De l’audace et des regrets sur les pentes du Bois des Échelles


160 kilomètres étaient au programme de cette classique qui s’est, pour une fois, déroulée sous une très belle météo et par vent faible.
Au briefing, l’ordre avait été donné d’être patient sur la première partie de course, plutôt rectiligne et sans grand danger. L’entrée en Haute-Vienne était plus propice aux offensives : Eli et Maxime avaient pour mission de tenter leur chance et de prendre un coup d’avance avant le moment décisif, la montée du Bois des Échelles. Malheureusement, Eli a subi un ennui mécanique quelques kilomètres avant l’endroit choisi pour attaquer et a mis du temps à se replacer.

Finalement, c’est Mickaël Guichard qui a tenté sa chance et est parvenu à s’extirper dans un groupe d’une quinzaine de coureurs, lui permettant d’aborder la montée du Bois des Échelles avec une trentaine de secondes d’avance sur le peloton. Dans cette ascension exigeante, les meilleurs grimpeurs se sont isolés à l’avant et, malgré un très bon placement au pied, nos coureurs n’ont pas réussi à basculer dans le premier groupe.
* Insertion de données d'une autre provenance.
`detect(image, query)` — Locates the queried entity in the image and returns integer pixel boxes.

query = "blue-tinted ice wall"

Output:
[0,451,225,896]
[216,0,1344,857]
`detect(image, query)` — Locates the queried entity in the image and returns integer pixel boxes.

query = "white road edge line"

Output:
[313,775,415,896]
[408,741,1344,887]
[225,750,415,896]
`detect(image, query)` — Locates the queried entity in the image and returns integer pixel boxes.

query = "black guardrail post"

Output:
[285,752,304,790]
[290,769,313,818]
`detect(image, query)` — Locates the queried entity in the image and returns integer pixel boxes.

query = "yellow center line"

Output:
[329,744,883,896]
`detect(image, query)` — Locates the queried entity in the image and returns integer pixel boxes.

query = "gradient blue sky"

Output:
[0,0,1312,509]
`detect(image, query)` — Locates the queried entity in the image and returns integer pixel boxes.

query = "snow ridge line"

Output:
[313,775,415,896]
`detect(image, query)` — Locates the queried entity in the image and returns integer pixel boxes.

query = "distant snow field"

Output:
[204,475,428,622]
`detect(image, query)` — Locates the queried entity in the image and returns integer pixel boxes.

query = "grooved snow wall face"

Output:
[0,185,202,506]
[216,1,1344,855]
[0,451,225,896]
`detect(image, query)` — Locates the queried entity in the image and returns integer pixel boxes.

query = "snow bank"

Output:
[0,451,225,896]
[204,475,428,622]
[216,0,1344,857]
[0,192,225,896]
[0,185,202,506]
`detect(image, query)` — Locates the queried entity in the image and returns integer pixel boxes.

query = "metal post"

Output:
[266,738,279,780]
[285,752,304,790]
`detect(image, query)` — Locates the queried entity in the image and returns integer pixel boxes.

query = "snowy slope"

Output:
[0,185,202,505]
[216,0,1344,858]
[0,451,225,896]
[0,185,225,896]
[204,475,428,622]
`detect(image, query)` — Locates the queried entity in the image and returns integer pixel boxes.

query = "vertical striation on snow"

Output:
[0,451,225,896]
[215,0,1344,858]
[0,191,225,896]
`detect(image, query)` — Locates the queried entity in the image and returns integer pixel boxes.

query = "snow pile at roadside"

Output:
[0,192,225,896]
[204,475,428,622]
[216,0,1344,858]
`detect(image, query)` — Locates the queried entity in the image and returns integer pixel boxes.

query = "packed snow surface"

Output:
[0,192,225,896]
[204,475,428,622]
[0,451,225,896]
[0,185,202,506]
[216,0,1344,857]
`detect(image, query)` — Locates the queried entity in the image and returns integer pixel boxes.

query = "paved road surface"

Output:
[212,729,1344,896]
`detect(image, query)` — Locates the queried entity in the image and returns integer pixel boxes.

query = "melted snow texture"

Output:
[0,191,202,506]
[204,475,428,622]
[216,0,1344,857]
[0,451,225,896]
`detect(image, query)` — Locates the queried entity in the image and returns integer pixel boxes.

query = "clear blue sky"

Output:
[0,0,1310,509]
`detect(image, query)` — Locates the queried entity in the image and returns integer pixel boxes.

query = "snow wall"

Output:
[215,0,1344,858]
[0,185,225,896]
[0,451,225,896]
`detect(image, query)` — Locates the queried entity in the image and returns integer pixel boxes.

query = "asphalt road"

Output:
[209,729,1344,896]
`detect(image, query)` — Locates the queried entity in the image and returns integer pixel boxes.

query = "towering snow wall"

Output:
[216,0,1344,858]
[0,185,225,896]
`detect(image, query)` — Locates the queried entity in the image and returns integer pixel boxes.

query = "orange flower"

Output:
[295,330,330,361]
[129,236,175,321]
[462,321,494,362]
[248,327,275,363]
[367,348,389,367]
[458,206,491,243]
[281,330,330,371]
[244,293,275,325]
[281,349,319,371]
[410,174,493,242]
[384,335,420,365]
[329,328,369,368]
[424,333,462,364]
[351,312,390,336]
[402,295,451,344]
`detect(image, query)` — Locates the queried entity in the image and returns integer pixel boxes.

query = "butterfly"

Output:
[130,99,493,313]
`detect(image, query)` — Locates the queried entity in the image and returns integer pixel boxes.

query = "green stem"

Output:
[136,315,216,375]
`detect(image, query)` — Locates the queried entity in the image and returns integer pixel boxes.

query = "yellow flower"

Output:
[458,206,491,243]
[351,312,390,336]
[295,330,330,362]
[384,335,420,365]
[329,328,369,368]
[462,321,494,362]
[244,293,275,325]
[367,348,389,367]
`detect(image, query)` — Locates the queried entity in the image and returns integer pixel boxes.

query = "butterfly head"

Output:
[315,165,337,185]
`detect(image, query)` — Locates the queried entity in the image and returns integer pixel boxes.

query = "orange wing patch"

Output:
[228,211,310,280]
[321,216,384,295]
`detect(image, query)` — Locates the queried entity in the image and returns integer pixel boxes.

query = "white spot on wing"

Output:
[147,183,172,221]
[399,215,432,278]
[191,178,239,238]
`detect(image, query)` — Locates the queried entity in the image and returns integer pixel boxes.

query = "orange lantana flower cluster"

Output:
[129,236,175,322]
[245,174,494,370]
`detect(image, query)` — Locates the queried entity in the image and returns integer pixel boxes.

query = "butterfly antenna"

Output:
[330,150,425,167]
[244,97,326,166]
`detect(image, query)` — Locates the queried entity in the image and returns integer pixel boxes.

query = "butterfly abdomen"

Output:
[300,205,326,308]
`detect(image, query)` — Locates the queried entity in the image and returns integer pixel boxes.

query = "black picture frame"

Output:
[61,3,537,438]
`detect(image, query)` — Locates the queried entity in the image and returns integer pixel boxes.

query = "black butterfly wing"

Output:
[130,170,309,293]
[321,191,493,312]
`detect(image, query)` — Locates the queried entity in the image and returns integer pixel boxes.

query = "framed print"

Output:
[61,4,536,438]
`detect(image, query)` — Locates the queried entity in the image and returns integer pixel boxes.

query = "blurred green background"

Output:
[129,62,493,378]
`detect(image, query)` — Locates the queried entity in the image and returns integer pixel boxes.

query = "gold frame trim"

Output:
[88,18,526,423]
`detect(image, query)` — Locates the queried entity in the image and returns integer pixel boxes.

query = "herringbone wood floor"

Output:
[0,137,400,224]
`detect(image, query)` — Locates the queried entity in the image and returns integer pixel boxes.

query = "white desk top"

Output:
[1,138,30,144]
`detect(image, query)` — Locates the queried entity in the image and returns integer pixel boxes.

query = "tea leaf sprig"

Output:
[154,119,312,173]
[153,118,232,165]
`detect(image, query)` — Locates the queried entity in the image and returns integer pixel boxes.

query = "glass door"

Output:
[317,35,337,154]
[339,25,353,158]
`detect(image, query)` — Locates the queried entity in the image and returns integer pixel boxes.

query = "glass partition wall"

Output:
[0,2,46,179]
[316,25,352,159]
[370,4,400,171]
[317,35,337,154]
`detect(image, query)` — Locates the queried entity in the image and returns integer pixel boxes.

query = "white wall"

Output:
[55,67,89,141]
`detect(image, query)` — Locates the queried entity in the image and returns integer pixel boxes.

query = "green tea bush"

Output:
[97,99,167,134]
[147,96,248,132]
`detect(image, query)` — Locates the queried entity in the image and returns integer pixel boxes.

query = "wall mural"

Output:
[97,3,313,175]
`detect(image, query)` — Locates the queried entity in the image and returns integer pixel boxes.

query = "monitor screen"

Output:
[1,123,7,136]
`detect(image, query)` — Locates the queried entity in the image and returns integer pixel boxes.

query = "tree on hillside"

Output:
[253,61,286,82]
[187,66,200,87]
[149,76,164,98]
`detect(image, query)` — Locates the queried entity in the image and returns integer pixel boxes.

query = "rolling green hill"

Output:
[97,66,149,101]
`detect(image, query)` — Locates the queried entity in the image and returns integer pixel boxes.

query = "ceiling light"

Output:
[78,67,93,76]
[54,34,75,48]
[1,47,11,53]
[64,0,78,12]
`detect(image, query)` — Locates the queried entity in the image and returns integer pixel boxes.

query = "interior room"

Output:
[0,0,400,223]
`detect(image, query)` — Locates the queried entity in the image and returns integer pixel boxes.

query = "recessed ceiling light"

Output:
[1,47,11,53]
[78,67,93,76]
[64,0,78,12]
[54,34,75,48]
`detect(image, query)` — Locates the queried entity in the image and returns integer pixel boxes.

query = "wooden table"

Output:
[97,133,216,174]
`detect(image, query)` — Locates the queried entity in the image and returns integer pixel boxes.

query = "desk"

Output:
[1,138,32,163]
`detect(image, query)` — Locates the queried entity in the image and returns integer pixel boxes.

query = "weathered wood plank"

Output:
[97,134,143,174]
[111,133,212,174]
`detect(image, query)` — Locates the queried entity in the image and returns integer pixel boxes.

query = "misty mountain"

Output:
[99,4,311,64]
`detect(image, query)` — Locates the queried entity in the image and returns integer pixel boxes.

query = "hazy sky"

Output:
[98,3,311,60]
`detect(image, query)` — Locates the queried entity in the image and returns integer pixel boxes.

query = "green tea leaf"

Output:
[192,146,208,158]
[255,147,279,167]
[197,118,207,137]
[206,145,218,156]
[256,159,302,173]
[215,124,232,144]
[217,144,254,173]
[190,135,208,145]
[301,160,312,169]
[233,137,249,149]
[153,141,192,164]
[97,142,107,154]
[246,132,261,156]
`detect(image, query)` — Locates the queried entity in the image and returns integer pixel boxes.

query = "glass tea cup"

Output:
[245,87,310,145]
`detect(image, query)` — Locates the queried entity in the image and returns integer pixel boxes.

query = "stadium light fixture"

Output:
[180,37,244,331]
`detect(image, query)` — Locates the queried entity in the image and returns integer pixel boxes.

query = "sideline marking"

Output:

Après un regroupement du peloton sur le circuit autour de Panazol, Marin, Killian et Matéo étaient encore présents pour jouer la 6ème place. Conscients de la difficulté d’obtenir un résultat au sprint, ils ont tout tenté, Marin réussissant même à ressortir du peloton avec quelques coureurs. À l’arrivée, émoussé par ses efforts, il ne lui restait que peu d’énergie pour sprinter ; il vient conclure à la 18ème place.
Sur le plan tactique, les gars ont parfaitement appliqué les consignes du briefing. On voulait être patients en début de course et c’est ce qu’ils ont fait. Malheureusement, le cyclisme comporte sa part d’aléas, et l’ennui mécanique d’Eli au pied de la Haute-Vienne nous prive d’une carte maîtresse au moment où la course s’est emballée.
Dans le Bois des Échelles, il nous a manqué un petit quelque chose pour basculer avec les tout meilleurs, mais j’ai aimé la réaction du groupe sur le circuit final. Marin, Killian et Matéo ne se sont pas résignés ; ils ont couru pour gagner, pas pour subir. Marin qui ressort du peloton en fin de course, c’est l’image que je veux retenir : on préfère finir 18ème en ayant tout tenté plutôt que d’attendre un sprint hypothétique. Le résultat brut ne récompense pas leur dévouement aujourd’hui, mais avec cet état d’esprit, la réussite va finir par tourner.
Une très belle journée au niveau du comportement de nos coureurs, qui ont respecté les consignes et se sont entraidés, malgré un résultat qui ne reflète pas les efforts accomplis.